Journal de l'année Édition 1977 1977Éd. 1977

Michel Henry
Marx
(Gallimard)
Françoise Lévy
Karl Marx
(Grasset)
En opposition au type de lecture très stricte préconisée il y a une dizaine d'années par Louis Althusser, Marx est depuis peu l'objet de nouvelles approches moins orthodoxes et, à la limite, iconoclastes. Ainsi L'économie libidinale de Jean-François Lyotard. Cette mutation est tout à fait sensible dans deux livres parus presque coup sur coup : ceux de Michel Henry et Françoise Lévy. De valeur inégale certes, très différents l'un de l'autre aussi, ces travaux sont le signe indubitable d'une même défiance vis-à-vis des normes auxquelles on se réfère habituellement.
Le Marx de Michel Henry est un pavé dans la mare. D'abord parce que les deux tomes de ces livres (1er tome : Une philosophie de la réalité ; 2e tome : Une philosophie de l'économie) représentent près de 1 000 pages de lecture serrée et dense. Mais surtout parce que les thèmes développés prennent volontiers l'allure de paradoxes : « Le marxisme est l'ensemble des contresens qui ont été faits sur Marx. » Les marxistes, en ne privilégiant dans l'œuvre de Marx que la dimension pratique et la méthode d'action politique, ont fini par occulter sa théorie philosophique. Or, pour Michel Henry, qui en l'occurrence ne craint pas de surprendre, si l'on se souvient de phrases célèbres, Marx est avant tout un philosophe. Plus étonnant encore : sa philosophie est tout entière centrée sur la subjectivité ; ses analyses économiques ne prennent leur sens que par rapport au travail de l'individu ; et, quant au matérialisme dialectique, ce concept, s'il est marxiste, n'est pas de Marx. Précisions enfin que la fameuse coupure entre le jeune Marx des Manuscrits de 44 et le Marx du Capital est également récusée par Michel Henry.

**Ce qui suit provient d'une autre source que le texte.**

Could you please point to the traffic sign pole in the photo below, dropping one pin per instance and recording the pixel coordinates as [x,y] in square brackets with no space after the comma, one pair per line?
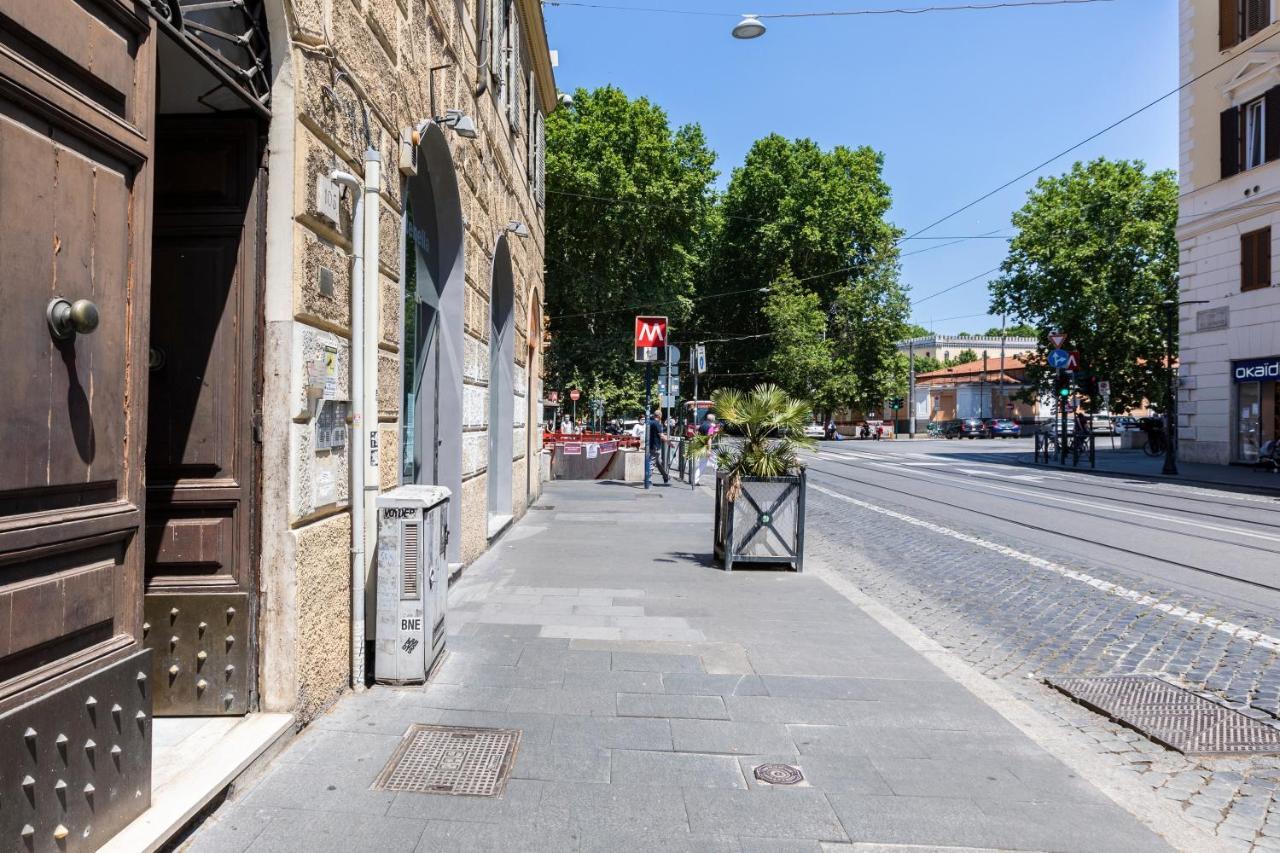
[644,436]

Le Marx de Françoise Lévy se veut délibérément provocant : cette biographie porte en effet en sous-titre Histoire d'un bourgeois allemand. Car, pour Françoise Lévy, il s'agit de dépeindre l'homme bourgeois derrière l'auteur et, partant, de refuser cette absolution que l'on accorde à Karl Marx sous prétexte qu'il a écrit Le capital. Marx aurait été un bourgeois de la plus belle espèce, bourré de contradictions et n'hésitant pas à pratiquer de sordides compromis avec sa classe d'origine. Et il y a pire : à l'occasion, Marx savait parfaitement montrer son « mépris et sa haine » vis-à-vis de la « canaille lumpenprolétarienne » ou de certains peuples arriérés. Une dénonciation sans fioritures et qui n'hésite pas à assumer ses excès.

Raymond Aron
Plaidoyer pour l'Europe décadente
(Robert Laffont)
Après une minutieuse étude sur Clausewitz, le père de la stratégie moderne, Raymond Aron, est revenue à sa passion la plus tenace : la polémique. Oh ! certes pas avec un pamphlet à l'emporte-pièce, mais, comme il en a l'habitude, avec un brillant essai aux analyses solidement étayées.
D'emblée, il s'est attaqué à son « morceau favori », si l'on ose dire : le marxisme. Pour constater encore une fois, et à l'heure où nous n'en sommes plus aux révélations de Krouchtchev mais à celles de Soljenitsyne et du Goulag, que le marxisme fascine les intellectuels européens au point de les mystifier : chaque fois qu'une société libérale est en crise, elle essaye de se conforter en recourant à cette « vulgate marxiste » dont la face cachée est « l'idéocratie soviétique ». Pourquoi ce singulier état d'esprit ? Parce que l'Europe occidentale est inconsciente de sa supériorité et qu'elle refuse d'opposer « ses couleurs à la grisaille bureaucratique » ou « sa liberté d'allure à l'enrégimentement ». Cette inconscience de l'Europe est d'autant plus inquiétante qu'elle s'exprime maintenant sur un fond historique de crise : crise économique depuis 1973, ayant cassé net l'expansion et débouchant sur la récession ou la stagflation ; crise politique et culturelle, ébranlant des institutions aussi différentes que l'Église ou l'Université. Pour Raymond Aron, c'est seulement par la volonté de regarder les réalités en face et en délaissant une mortelle propension au catastrophisme que l'Europe pourra espérer convertir cette crise générale en accident passager. Mais si « la civilisation de jouissance » refuse de regarder l'avenir et ne consent pas aux sacrifices nécessaires, on a toutes les raisons de cultiver un profond pessimisme, celui-là même qui perce constamment à travers ce livre.